Published research can also foster new research projects by inspiring new ways of looking at the same problem or influence studies across disciplines. Publication also gets scientists talking and offering meaningful feedback that can make the next phase of research even better and more effective. 

ALSF has been credited in hundreds of published articles since funding that first research grant in 2005. Now 800 research grants later, the Foundation funding even more cutting-edge science and fostering collaboration between researchers. 

Researchers often publish when they’ve made a breakthrough—one that could spur more breakthroughs for childhood cancer researchers everywhere. Here are three ALSF researchers who made and published landmark discoveries this year:

Dr. Adolfo Ferrando, Columbia University 

After Dr. Ferrando identified a mutation prevalent in some types of hard-to-treat leukemia, he wanted to push his research farther and prove that the mutation was the very thing that drove children to relapse with the disease. Using funding through the ALSF Innovation Grant program, Dr. Ferrando was able to fully study the mutation, called NT5C2, and make a critical discovery: chemotherapy, which typically pushes a child with acute lymphoblastic leukemia (ALL) into remission, was actually promoting cancer cell growth in leukemia with this type of mutation. 

Essentially, the treatment for some children was the cause for others. 

Dr. Ferrando’s breakthrough research appeared in Nature magazine, a prestigious scientific journal that is widely read by other pediatric cancer researchers everywhere.

The implications are both short and long-term. In the short-term, children battling ALL could be tested and monitored for NT5C2. This would allow doctors to predict the likelihood of relapse and make treatment decisions that were more likely to lead to remission. In the long-term, scientists can use this information to test drugs that could inhibit NT5C2 and stop it from powering leukemia cell growth. 

Dr. Steven DuBois, Dana-Farber Cancer Institute

Dr.
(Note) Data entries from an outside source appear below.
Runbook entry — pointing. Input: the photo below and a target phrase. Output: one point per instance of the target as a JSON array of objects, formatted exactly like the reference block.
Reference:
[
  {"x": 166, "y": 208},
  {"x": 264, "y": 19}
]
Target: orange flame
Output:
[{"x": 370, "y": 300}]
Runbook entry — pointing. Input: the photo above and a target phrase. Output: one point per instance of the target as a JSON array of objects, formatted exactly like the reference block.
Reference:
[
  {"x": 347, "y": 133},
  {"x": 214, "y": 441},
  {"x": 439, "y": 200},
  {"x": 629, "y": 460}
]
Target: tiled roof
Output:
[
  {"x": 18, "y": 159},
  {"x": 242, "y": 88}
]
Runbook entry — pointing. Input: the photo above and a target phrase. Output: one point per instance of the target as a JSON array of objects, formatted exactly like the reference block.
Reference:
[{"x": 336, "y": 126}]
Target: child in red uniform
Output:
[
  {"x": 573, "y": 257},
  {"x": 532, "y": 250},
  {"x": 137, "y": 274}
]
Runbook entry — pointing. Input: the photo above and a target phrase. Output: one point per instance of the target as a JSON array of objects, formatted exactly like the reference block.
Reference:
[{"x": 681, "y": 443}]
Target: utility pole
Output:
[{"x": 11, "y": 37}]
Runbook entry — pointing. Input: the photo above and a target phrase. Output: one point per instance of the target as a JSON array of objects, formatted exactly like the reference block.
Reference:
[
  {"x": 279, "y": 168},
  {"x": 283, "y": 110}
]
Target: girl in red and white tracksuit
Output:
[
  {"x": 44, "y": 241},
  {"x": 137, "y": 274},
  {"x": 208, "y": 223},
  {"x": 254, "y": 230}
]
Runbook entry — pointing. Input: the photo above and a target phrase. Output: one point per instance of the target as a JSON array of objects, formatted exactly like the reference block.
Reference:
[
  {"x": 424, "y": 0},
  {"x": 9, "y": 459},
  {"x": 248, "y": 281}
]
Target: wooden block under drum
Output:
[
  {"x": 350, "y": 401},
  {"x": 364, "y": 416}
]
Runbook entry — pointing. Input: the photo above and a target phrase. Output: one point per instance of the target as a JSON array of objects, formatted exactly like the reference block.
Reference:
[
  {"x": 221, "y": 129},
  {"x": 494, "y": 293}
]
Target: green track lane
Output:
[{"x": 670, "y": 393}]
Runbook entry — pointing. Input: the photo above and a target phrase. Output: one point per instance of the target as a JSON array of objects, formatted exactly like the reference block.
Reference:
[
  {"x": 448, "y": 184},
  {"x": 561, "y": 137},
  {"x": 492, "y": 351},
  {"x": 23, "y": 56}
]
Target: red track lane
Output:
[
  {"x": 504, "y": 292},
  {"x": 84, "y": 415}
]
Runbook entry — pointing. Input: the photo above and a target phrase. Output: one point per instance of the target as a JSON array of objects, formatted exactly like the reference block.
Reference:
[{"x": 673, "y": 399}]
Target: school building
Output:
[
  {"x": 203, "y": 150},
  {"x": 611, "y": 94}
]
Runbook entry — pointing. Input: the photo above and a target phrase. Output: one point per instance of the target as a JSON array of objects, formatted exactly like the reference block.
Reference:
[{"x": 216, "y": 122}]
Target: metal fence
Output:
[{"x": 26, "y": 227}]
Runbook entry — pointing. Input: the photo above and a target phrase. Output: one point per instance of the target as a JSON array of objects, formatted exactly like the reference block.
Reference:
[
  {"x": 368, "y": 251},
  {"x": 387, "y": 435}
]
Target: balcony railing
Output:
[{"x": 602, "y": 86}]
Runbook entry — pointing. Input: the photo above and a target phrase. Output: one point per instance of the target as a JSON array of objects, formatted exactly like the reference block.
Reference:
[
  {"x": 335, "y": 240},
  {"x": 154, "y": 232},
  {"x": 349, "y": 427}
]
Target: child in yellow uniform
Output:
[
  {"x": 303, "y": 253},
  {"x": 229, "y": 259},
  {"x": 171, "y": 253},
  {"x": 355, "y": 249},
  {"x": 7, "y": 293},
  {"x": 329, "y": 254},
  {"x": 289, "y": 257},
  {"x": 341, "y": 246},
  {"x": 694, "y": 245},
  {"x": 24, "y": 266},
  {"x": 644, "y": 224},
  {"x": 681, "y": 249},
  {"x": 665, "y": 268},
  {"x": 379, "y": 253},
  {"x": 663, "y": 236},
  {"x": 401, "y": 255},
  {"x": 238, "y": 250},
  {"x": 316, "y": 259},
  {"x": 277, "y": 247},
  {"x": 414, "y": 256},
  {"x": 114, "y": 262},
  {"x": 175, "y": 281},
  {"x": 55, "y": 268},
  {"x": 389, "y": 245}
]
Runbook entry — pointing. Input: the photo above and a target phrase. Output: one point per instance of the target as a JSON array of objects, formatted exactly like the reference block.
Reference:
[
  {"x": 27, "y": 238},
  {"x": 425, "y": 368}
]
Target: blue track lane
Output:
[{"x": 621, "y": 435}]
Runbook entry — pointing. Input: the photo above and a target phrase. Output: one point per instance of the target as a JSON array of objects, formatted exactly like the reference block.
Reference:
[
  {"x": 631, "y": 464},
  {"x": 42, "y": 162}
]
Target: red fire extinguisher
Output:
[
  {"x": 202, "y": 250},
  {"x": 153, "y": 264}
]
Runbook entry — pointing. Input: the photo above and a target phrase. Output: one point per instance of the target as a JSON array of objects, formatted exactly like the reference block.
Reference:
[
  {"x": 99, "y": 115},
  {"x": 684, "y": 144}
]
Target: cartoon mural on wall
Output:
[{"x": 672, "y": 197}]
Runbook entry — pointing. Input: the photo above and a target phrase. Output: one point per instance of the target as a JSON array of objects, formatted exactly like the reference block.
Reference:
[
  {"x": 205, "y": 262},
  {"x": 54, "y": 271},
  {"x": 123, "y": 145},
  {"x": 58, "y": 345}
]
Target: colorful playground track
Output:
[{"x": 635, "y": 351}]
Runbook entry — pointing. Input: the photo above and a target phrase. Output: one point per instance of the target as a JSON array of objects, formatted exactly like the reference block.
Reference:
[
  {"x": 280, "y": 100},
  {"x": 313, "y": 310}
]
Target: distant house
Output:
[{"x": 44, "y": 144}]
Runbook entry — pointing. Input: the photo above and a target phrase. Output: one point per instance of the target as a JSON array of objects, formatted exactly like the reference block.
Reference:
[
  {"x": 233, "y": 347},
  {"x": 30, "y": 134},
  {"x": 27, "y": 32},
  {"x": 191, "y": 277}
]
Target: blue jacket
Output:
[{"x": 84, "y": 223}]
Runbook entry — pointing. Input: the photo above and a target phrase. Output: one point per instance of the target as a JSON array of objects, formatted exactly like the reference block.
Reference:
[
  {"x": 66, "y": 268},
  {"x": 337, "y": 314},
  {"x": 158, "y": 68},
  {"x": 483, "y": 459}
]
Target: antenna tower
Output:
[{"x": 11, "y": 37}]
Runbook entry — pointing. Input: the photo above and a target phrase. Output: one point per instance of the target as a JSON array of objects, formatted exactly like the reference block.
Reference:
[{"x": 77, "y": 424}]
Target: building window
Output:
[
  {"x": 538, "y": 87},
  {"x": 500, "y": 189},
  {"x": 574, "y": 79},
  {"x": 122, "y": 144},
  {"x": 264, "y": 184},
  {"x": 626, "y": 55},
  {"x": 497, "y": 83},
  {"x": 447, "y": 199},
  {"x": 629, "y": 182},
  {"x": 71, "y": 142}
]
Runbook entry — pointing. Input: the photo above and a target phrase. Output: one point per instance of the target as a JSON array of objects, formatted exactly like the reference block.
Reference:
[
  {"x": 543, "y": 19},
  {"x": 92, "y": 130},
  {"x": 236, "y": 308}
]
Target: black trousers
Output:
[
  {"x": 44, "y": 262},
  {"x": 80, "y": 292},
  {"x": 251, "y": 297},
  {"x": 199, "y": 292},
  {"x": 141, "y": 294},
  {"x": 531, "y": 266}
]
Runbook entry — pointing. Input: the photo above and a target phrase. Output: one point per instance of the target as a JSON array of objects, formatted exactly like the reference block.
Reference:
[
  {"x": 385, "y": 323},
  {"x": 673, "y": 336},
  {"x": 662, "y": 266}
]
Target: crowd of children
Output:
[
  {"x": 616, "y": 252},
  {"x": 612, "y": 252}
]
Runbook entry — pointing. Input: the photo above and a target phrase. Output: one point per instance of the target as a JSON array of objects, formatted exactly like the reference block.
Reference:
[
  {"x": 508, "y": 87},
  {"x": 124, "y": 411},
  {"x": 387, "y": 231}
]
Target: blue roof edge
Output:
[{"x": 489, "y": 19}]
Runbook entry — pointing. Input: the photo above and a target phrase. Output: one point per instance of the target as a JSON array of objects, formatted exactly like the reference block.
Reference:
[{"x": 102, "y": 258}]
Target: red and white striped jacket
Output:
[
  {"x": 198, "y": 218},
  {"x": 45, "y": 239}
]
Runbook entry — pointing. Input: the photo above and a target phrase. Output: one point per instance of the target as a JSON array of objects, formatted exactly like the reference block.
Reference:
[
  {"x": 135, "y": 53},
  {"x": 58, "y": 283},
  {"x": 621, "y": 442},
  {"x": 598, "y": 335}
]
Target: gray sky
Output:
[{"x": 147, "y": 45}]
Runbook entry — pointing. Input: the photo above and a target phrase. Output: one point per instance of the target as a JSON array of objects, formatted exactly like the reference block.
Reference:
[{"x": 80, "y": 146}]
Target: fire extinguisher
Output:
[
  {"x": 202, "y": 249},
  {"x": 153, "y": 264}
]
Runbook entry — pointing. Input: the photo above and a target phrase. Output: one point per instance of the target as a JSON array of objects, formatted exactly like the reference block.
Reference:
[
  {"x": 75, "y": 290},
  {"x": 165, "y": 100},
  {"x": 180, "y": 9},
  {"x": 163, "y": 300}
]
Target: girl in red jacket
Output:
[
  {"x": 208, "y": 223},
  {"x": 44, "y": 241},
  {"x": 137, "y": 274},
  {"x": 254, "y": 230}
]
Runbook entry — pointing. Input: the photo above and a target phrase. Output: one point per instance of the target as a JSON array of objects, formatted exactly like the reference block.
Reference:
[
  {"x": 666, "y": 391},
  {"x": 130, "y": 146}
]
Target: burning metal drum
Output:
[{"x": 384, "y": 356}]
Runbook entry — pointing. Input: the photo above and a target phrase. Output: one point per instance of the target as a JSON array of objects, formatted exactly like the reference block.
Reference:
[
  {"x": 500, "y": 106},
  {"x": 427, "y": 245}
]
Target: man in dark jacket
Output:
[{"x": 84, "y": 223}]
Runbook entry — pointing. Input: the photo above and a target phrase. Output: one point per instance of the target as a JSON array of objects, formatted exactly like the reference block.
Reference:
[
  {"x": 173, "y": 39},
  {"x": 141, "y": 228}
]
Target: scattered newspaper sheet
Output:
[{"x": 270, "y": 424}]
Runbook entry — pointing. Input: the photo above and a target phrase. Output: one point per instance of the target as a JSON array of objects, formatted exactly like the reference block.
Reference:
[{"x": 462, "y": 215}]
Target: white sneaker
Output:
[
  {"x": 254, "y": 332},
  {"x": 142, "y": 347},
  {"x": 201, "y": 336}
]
DuBois, who works on the Dana-Farber team funded through the ALSF Center of Excellence Grant program, led a clinical trial testing the safety and effectiveness of larotrectinib, a drug that showed effectiveness in the inhibition of a protein that drives the development of certain rare childhood and adult cancers, including infantile fibrosarcoma, a rare type of soft tissue cancer. 

The results of his study were astounding: over 75% of patients treated with larotectinib responded positively to the drug and their tumors either disappeared or shrunk. His research, published in The New England Journal of Medicine in February, shares critical details of his work and gives other clinicians additional treatment options for their patients battling cancer.

“Our goal is to make discoveries and disseminate these discoveries, especially when there is a therapy with such a high response rate and tolerability,” said Dr. DuBois. 

Dr. Steven Jonas, UCLA

Dr. Jonas, an engineer, oncologist and scientist, created a potentially time-saving and cost-efficient way to deliver childhood cancer treatments using nanotechnology. Nanotechnology refers to working with materials that are on the scale of a nanometer, which is the thickness of a piece of human hair sliced down 100,000 times. 

He and his interdisciplinary group of chemists, engineers, and physician-scientists are building nanorobotic, gene-delivery drones to deploy genes and gene-editing packages directly to cells quickly, safely and for a lower cost than current delivery methods. Dr. Jonas published the results of his research in the March 2018 edition of ACS Nano.

For kids battling cancer, this “tiny” technology has the potential to significantly reduce the wait time for delivery of precision medicine, like CAR T-immunotherapy.

“The opportunity to continue to explore 'outside the box' ideas like this and move toward defeating childhood cancer once and for all with emerging cellular therapies has added so much to my pediatric oncology fellowship training and informed the next stage of my academic career and research,” said Dr. Jonas.